HPLC/ICPMS with effluent diversion for robust and time-efficient determination of selenium metabolites in human urine

摘要

Reversed-phase high performance liquid chromatography coupled with inductively coupled plasma mass spectrometry (RP-HPLC/ICPMS) is widely applied for the determination of major urinary selenium metabolites such as selenosugars. Urine often also contains small amounts of non-polar Se species like dimethyl selenide (DMSe) and dimethyl diselenide (DMDSe). Although these compounds are not significant quantitatively, they present considerable analytical problems because of their enhanced signals and long retention on reversed-phase columns. The use of solvent gradients to reduce the retention times of DMSe and DMDSe is usually hampered by the intolerance of ICPMS towards high loads of organic solvent. We report a simple instrumental set-up that allows application of a methanol gradient program without compromising ICPMS detection. High loads of organic solvents were prevented from reaching the ICPMS system by using a 6-port valve between the HPLC column and the ICPMS system.
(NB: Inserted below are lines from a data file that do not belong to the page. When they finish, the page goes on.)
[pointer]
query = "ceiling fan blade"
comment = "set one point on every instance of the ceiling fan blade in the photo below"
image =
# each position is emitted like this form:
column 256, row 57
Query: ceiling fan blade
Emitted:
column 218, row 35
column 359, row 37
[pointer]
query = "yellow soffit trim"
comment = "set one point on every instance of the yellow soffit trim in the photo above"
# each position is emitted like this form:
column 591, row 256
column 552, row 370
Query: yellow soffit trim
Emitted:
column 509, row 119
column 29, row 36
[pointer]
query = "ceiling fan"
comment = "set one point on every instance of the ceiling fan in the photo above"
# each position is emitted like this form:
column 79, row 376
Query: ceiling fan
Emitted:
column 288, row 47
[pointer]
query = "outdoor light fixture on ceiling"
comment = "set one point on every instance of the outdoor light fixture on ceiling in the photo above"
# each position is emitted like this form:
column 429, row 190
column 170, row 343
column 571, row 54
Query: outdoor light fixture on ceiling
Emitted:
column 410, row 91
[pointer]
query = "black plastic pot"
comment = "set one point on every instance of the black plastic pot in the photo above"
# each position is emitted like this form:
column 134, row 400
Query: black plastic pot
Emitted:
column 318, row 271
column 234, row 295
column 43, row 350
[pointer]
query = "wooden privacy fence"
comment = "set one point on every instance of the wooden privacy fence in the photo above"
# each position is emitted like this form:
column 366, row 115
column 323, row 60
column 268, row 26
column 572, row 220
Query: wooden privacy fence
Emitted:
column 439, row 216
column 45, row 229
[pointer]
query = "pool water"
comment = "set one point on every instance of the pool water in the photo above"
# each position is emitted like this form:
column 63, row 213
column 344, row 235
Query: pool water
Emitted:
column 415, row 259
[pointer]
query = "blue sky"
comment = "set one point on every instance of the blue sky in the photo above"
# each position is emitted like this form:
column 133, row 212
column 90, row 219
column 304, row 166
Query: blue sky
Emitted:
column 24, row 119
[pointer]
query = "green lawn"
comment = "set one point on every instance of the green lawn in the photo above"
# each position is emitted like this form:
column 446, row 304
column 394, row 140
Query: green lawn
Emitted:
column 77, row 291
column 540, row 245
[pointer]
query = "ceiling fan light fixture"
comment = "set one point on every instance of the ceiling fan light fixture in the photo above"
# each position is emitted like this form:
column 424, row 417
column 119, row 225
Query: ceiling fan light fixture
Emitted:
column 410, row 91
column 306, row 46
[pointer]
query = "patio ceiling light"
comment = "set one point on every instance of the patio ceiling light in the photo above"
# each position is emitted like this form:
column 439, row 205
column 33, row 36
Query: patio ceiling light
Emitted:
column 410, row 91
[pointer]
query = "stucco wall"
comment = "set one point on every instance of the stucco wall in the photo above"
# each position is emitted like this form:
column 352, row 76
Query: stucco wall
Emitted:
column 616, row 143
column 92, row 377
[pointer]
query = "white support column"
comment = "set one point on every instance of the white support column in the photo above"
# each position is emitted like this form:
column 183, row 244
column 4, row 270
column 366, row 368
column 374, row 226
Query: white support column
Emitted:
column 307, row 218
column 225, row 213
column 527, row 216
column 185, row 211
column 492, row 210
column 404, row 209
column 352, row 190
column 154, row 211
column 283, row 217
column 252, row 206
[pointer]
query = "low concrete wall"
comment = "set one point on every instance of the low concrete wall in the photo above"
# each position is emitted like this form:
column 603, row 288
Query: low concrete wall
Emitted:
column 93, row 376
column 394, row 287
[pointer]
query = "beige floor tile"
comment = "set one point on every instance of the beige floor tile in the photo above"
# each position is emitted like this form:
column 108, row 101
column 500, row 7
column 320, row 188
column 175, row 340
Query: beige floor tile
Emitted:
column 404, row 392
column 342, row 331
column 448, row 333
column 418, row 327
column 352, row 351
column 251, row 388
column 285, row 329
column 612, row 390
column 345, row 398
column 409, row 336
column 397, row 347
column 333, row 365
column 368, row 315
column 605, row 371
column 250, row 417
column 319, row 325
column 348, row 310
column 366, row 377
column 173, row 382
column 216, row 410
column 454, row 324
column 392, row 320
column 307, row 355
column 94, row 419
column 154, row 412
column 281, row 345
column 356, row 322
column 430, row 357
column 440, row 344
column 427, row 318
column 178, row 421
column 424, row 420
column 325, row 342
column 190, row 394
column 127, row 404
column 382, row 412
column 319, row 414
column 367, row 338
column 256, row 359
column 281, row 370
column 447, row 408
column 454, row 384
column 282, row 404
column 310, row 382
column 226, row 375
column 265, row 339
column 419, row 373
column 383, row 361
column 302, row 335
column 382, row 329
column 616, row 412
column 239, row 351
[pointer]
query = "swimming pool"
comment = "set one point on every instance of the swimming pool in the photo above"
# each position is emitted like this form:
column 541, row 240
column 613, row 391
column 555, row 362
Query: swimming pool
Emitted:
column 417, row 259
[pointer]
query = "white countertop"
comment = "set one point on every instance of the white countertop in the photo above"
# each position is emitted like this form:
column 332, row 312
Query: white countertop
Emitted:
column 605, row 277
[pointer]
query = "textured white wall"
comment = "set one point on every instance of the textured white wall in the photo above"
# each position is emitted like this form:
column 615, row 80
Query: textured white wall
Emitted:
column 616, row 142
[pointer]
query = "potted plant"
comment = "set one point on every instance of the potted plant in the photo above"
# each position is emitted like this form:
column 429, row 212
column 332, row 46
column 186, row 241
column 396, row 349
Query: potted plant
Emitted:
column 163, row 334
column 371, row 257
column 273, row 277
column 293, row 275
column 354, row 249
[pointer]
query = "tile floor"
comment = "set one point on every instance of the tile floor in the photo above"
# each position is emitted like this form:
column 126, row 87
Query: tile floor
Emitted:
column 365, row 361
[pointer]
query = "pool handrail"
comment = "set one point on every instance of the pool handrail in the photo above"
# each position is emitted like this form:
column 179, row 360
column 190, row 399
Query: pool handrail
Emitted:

The combination of this experimental set-up and the developed methanol gradient provided separation of the main urinary selenium metabolites, three selenosugars and TMSe, within 7 min, and elution of non-polar selenium species DMSe and DMDSe and re-equilibration was completed within 15 minutes. The introduction of 1% CO2 in argon into the nebuliser gas flow significantly improved the stability of the system. Stability over 12 hours of measurement time tested by repeated injection (40 times) of a urine sample spiked with 3 selenosugars and TMSe gave variations in retention times of ≤0.5% and in ICPMS signal response of ≤2% for all four species. The method can be used to determine the main urinary selenium metabolites in the presence of non-polar selenium species within an overall analysis time, including re-equilibration, of 15 minutes instead of two hours for isocratic elution, offering great advantages for the analysis of large numbers of samples.